One scoring system developed and validated in primary care in Belgium was identified. This ‘four-step decision tree’ had a sensitivity of 100% and specificity of 83.6% when it was validated. However, the validation study included children up to age 16 years and from emergency department and outpatient settings.15,16 This warrants further exploration in a UK cohort of younger children presenting to general practice.
Implications for research and practice
The current NICE-recommended clinical tool used in general practice is the ‘traffic light’ system, which has poor sensitivity (58.8%) and specificity (68.5%) for identifying children who are seriously ill.7 The two scores evaluated here are simpler to use, with objective variables in comparison with the many subjective variables in the traffic light system. However, neither performed well.
If the National PEWS had performed well in general practice this could have provided a common language across prehospital and hospital settings, improved continuity of care, and potentially improved outcomes in children. However, the current study has shown that an adapted version of the National PEWS performs poorly for predicting admissions from general practice within 2 days and should not be incorporated nationally into general practices for the assessment of children who are acutely unwell as it stands. It is possible that the full PEWS may have performed better than the current authors’ adapted version; however, blood pressure is not commonly measured in children in general practice nor is oxygen commonly administered.
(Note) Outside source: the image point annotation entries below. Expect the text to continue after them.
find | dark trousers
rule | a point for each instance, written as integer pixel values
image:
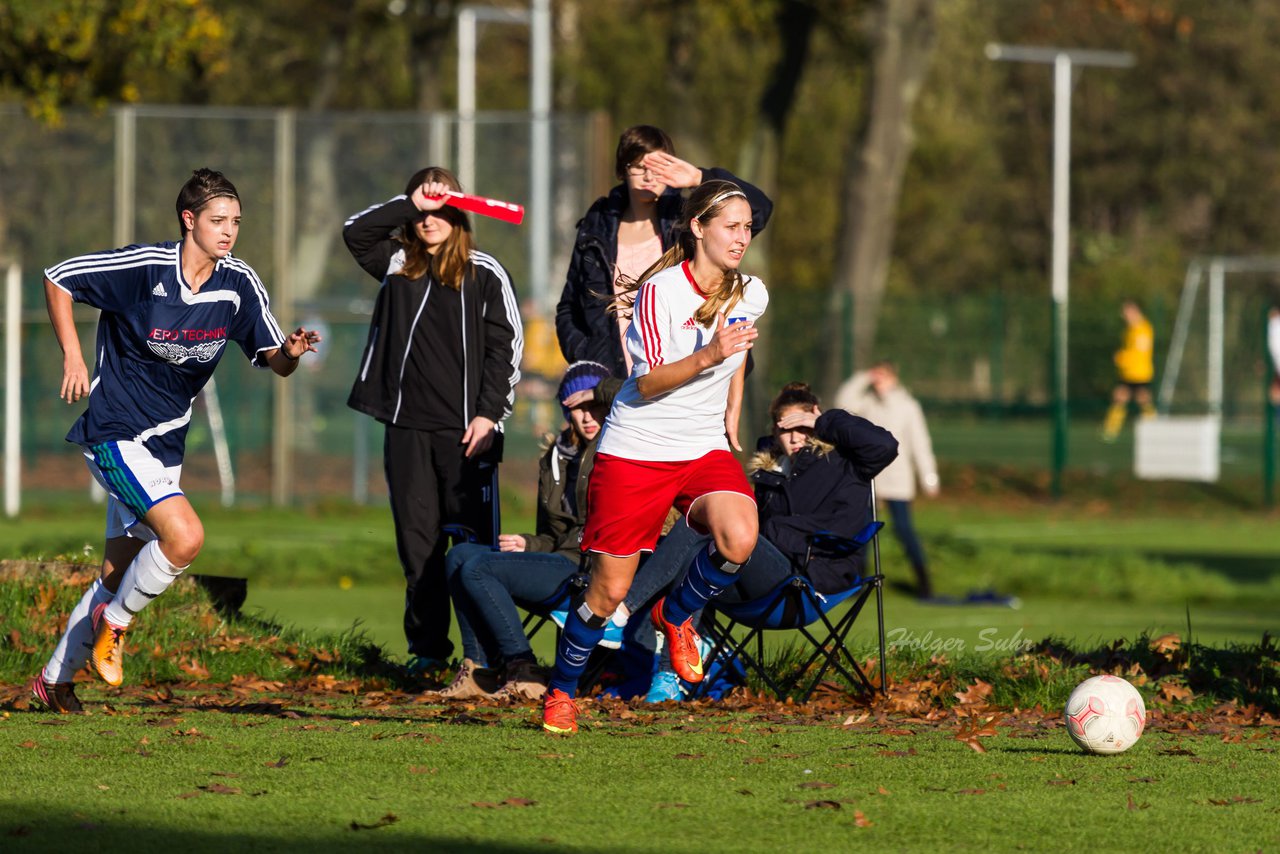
(900, 511)
(489, 585)
(432, 484)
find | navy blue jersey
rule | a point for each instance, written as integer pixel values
(158, 343)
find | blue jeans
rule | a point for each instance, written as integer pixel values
(487, 587)
(767, 569)
(900, 511)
Further research is needed to derive and validate an accurate scoring system in general practice that is both easy to use and accurate. This may involve validation of an existing score or the development of a new or adjusted early warning score using prospective general practice data and including qualitative work with primary and secondary care clinicians.
Notes
Funding
This project has been funded by
the Welsh Government through Health and Care Research Wales as part of the ‘LUCI’ study (reference: HRA-15-1068). The Diagnosis of Urinary Tract Infection in Young Children study was funded by the National Institute for Health and Care Research Health Technology Assessment Programme. PRIME Centre Wales receives funding from Health and Care Research Wales. The Centre for Trials Research receives funding from Health and Care Research Wales and Cancer Research UK. The funders had no role in the study design, collection, analysis, or interpretation of data; nor in the writing of the report or decision to submit the article for publication. The researchers are independent from funders. Amy Clark, Rebecca Cannings-John, and Kathryn Hughes had full access to all of the data in the study and take responsibility for the integrity of the data and the accuracy of the data analysis.
Ethical approval
The study was approved by the Wales Research Ethics Committee 3 on 9 June 2016 (reference: 16/WA/0166).
Data
This study makes use of anonymised data held in the Secure Anonymised Information Linkage system, which is part of the national e-health records research infrastructure for Wales. NHS Digital data re-use statement: © (2019) the Health and Social Care Information Centre. Re-used with the permission of the Health and Social Care Information Centre. All rights reserved. The patient datasets analysed in this study cannot be made available because of confidentiality and data-sharing agreements in place. This work uses data provided by patients and collected by the NHS as part of their care and support. #datasaveslives
Provenance
Freely submitted; externally peer reviewed.
Competing interests
The authors have declared no competing interests.